The number of times I picked up and put Black Iris down was getting ridiculous. So what made me actually decide to read it this time?
It only took one moment of weakness for Laney Keating’s world to fall apart. One stupid gesture for a hopeless crush. Then the rumors began. Slut, they called her. Queer. Psycho. Mentally ill, messed up, so messed up even her own mother decided she wasn’t worth sticking around for.
If Laney could erase that whole year, she would.
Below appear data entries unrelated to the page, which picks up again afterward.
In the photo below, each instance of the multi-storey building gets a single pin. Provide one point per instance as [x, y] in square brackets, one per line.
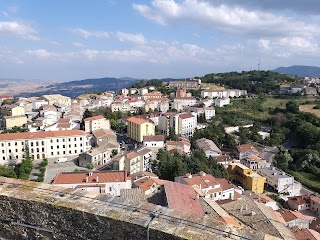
[107, 182]
[138, 128]
[134, 161]
[249, 179]
[223, 93]
[211, 187]
[280, 181]
[96, 122]
[65, 143]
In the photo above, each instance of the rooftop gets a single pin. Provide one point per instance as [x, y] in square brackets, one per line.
[33, 135]
[246, 147]
[207, 144]
[94, 118]
[182, 198]
[90, 177]
[157, 138]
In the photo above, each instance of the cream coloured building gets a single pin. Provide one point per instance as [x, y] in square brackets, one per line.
[64, 143]
[57, 99]
[96, 122]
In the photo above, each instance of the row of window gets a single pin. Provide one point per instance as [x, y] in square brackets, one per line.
[38, 142]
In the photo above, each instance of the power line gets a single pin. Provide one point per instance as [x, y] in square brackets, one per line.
[142, 210]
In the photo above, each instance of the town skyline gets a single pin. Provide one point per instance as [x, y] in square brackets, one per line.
[154, 39]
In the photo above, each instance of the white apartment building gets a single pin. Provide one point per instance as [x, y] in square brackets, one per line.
[187, 124]
[64, 143]
[39, 103]
[280, 181]
[180, 103]
[223, 93]
[134, 161]
[220, 102]
[210, 187]
[96, 122]
[117, 106]
[209, 112]
[106, 182]
[155, 141]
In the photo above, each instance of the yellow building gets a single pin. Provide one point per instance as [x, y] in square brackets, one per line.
[138, 128]
[15, 121]
[248, 178]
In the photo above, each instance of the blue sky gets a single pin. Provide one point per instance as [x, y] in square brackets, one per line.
[77, 39]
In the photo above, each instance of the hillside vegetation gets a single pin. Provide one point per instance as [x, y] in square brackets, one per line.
[256, 82]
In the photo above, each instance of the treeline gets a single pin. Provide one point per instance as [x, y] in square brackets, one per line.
[255, 82]
[168, 166]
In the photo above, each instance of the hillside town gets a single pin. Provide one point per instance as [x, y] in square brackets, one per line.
[150, 144]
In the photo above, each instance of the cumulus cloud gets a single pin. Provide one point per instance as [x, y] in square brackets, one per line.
[88, 34]
[40, 53]
[225, 18]
[17, 29]
[130, 37]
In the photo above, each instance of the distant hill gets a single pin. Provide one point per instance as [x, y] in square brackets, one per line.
[301, 71]
[75, 88]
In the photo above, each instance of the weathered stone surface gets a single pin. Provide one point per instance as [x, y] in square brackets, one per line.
[72, 214]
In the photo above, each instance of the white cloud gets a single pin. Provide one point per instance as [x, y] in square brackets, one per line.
[40, 53]
[87, 34]
[78, 45]
[17, 29]
[229, 19]
[130, 37]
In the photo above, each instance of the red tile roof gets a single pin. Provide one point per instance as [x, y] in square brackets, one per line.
[80, 177]
[289, 215]
[203, 180]
[246, 147]
[94, 118]
[186, 115]
[136, 120]
[156, 138]
[182, 198]
[32, 135]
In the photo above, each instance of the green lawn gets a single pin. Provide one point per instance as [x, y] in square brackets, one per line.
[307, 179]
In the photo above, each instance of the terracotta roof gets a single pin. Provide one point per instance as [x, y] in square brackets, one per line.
[289, 215]
[32, 135]
[300, 200]
[246, 147]
[229, 220]
[136, 120]
[142, 174]
[253, 158]
[182, 198]
[223, 158]
[306, 234]
[315, 199]
[80, 177]
[203, 180]
[94, 118]
[102, 133]
[186, 115]
[156, 138]
[224, 184]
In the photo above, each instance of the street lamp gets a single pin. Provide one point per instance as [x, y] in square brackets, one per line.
[153, 216]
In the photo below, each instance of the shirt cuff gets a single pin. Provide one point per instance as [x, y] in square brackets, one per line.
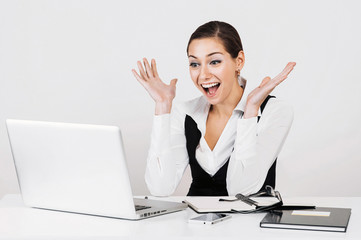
[160, 137]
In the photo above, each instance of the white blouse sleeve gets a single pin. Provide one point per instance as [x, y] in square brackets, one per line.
[256, 147]
[168, 156]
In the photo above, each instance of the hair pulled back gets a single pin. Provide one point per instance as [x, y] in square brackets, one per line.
[222, 31]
College is her chance to start with a clean slate.
She’s not looking for new friends, but they find her: charming, handsome Armin, the only guy patient enough to work through her thorny defenses—and fiery, filterless Blythe, the bad girl and partner in crime who has thorns of her own.
But Laney knows nothing good ever lasts. When a ghost from her past resurfaces—the bully who broke her down completely—she decides it’s time to live up to her own legend. And Armin and Blythe are going to help.
Which was the plan all along.
Because the rumors are true. Every single one. And Laney is going to show them just how true.
She’s going to show them all.
Why I Love It:
Confession time. The only reason I read this book was because I was at the library, it was sitting there on the shelf at eye level and I was facing a bookless bus ride home. To say my enthusiasm for diving in to this story that I’d so actively opted not to read so many times was low, would be generous.
Hi. I’m Tellulah Darling and I’m an idiot. I don’t know what my problem was because I’d read Raeder’s Unteachable about a student/teacher relationship and if (I’m going to refer to the author as Elliot Wake now because he has transitioned), he could get me fully onboard with that subject matter and loving that book, my reticence here was a mystery. Wait – no it’s not because I just re-read the synopsis and I thought it was every NA that I was tired of reading.
Oh, how wrong I was.
Black Iris is stupendous! I read it in about 3 hours, ignoring my entire family to do so. Dark, haunting, twisted, sublime, lush, this book has taken root in my brain and I suspect it will be a long time before I stop thinking about it. Where I expected it to zig, it zagged, when I was sure I understood a character, a bombshell was dropped on me. I couldn’t set my smug reader expectations on this book and it was fabulous.
Take a primal revenge story, birth it in the devastation of mental illness, wrap it in several layers of sexual identity and heartbreaking homophobia and then shine it to a high gloss with the brittle beauty of Laney and Blythe. This book nails every single dizzying element. So don’t be like me, go read it immediately, and bow before Wake’s writing prowess.